Silk Road palaces, caravanserai courtyards, and the best halva in the Caucasus
Sheki, roughly five hours north of Baku through increasingly green foothill country, was a major Silk Road trading post for centuries, and the town still wears that history openly — in caravanserai walls converted to hotels, in a Khan's Palace covered floor-to-ceiling in stained-glass shebeke windows assembled without a single nail, and in a bazaar where coppersmiths and halva-makers work in the same buildings their grandfathers used.
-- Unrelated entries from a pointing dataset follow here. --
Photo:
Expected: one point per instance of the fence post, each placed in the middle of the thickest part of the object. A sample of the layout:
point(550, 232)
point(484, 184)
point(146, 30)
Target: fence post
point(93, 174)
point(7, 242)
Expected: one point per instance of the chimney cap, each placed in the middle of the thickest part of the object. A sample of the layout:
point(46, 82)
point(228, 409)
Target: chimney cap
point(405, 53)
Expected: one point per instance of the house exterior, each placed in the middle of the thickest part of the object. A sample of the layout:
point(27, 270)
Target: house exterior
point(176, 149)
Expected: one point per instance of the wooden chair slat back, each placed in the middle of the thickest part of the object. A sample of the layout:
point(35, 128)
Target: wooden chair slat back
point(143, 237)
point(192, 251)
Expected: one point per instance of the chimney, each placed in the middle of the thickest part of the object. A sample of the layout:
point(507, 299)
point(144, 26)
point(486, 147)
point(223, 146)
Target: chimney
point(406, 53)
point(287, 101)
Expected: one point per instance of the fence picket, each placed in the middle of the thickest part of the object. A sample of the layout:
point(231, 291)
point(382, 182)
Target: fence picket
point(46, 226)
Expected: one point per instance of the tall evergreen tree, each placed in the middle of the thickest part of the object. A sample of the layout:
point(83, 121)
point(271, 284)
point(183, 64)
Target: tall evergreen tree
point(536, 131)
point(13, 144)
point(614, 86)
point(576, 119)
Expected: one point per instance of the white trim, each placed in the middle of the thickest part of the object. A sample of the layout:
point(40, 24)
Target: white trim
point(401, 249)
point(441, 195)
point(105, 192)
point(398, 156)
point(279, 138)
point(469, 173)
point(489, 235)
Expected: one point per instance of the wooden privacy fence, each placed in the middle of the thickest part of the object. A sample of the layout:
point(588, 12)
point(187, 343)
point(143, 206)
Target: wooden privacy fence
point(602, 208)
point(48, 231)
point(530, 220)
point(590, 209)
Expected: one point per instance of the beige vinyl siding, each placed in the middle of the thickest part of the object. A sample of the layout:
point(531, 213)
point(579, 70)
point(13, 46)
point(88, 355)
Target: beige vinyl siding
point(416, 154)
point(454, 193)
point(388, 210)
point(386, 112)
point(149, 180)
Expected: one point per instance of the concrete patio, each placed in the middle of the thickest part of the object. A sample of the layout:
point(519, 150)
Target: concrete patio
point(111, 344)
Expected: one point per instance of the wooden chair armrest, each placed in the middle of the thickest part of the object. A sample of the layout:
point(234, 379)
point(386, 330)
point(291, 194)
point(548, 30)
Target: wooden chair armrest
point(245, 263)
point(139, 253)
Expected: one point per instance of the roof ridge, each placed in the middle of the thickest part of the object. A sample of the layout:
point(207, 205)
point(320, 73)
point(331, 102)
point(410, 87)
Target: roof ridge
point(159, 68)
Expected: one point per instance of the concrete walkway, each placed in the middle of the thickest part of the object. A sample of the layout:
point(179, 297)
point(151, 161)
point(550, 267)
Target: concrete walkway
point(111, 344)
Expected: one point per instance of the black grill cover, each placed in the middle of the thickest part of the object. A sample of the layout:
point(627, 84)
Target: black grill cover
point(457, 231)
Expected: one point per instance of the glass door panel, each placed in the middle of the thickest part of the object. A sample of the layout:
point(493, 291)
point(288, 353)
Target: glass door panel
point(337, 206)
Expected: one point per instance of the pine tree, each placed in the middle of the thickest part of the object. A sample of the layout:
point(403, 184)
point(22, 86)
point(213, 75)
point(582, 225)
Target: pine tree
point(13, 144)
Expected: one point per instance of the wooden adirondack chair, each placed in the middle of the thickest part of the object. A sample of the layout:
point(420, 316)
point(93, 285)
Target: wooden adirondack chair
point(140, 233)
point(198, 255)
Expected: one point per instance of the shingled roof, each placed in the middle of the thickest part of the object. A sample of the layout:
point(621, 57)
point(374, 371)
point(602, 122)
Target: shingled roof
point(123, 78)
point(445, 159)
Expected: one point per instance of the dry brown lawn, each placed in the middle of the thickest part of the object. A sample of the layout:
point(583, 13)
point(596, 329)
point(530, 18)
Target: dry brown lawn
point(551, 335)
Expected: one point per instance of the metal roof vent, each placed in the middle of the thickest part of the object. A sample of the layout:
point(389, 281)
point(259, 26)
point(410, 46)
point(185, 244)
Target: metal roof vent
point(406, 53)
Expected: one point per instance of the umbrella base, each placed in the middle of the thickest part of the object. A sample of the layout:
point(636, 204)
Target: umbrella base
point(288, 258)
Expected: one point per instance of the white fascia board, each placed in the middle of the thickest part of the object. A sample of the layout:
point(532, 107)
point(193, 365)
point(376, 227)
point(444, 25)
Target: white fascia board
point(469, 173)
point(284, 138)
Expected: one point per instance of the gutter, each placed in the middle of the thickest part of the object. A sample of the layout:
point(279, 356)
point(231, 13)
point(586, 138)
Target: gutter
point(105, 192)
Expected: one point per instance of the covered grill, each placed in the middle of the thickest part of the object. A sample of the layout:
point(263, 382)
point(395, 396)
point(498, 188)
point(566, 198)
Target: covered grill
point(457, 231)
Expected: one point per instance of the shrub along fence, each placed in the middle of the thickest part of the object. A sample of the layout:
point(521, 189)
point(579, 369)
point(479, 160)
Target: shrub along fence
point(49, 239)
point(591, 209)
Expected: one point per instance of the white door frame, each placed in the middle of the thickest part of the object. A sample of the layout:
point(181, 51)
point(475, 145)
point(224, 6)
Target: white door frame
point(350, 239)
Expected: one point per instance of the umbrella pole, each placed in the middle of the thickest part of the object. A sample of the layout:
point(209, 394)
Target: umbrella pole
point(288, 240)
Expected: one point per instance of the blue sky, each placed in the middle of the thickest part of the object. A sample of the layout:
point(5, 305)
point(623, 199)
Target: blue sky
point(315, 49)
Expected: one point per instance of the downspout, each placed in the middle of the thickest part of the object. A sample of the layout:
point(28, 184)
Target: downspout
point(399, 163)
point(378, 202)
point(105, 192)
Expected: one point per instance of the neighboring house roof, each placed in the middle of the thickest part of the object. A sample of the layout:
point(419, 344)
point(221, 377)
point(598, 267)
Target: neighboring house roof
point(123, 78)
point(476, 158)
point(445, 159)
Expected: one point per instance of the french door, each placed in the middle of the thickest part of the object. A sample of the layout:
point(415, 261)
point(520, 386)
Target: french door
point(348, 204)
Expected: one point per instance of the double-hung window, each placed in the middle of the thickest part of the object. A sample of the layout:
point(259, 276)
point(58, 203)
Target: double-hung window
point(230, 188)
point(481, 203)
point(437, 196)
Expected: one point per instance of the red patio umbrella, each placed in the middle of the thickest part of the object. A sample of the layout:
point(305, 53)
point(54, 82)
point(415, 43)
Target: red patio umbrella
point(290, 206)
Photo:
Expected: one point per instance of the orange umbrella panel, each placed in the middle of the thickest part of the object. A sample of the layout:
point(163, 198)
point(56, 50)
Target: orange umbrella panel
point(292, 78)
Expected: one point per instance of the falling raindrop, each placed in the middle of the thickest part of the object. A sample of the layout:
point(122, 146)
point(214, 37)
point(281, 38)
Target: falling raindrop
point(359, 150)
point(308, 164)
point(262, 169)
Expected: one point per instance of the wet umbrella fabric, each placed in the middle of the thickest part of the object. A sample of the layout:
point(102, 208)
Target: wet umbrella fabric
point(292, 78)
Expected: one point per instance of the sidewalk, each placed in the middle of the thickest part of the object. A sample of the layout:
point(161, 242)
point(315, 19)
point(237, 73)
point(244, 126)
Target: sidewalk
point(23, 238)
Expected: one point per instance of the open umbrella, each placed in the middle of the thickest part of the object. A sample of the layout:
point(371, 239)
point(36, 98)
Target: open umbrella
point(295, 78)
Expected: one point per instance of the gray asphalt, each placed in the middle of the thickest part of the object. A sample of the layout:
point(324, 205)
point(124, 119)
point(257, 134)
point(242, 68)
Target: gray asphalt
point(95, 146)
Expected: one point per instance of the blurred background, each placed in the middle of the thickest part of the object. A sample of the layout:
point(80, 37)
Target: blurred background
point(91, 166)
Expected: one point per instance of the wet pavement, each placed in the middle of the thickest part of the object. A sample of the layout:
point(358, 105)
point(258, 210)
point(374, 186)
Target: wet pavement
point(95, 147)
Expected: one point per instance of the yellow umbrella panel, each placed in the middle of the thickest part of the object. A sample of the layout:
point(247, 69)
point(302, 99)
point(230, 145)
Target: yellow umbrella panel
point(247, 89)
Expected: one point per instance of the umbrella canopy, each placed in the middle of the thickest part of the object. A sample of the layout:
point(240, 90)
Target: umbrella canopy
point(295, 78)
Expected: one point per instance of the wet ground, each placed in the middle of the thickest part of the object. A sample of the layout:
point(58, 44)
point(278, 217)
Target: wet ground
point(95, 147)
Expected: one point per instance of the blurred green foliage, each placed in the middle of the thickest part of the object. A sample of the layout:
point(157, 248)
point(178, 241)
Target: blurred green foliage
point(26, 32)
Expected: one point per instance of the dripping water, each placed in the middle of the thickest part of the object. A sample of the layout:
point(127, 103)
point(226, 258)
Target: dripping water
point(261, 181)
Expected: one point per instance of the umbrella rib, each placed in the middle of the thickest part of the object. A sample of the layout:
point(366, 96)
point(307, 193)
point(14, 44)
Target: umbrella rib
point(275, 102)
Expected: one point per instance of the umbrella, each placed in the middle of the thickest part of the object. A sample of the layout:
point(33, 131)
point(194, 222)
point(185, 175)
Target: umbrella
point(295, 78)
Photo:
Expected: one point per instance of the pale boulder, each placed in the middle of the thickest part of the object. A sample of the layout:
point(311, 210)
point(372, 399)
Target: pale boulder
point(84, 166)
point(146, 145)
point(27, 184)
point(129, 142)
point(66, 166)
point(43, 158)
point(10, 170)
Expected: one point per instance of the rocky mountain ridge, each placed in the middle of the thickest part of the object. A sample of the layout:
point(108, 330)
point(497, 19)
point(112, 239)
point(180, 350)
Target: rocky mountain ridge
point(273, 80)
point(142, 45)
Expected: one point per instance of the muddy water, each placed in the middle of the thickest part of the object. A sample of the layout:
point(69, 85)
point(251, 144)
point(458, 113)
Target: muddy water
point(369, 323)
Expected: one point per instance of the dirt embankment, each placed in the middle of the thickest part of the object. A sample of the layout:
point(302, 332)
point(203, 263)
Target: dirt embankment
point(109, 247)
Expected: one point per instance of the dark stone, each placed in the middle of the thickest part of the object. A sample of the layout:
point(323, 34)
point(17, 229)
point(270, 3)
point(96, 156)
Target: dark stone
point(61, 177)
Most multi-day Azerbaijan tours allot Sheki one night. That's enough to see the headline sights, but a second night lets you actually slow down — walk the upper town at dusk, eat piti the way locals do, and watch the light change on the Caucasus foothills that ring the valley.
Sheki's covered bazaar is one of the few in Azerbaijan where you can still watch goods being made on-site rather than just sold. Copper workshops hammer trays and pots in full view of the lane; halva-makers fold walnut and saffron paste by hand in shallow copper pans.
The drive between Baku and Sheki passes through Lahij, a 2,000-year-old copper-smithing village worth a stop on either leg. Closer to Sheki itself, short walks into the foothills behind the town give views back over the rooftops and the Caucasus rising beyond — best at golden hour, when the light catches the valley.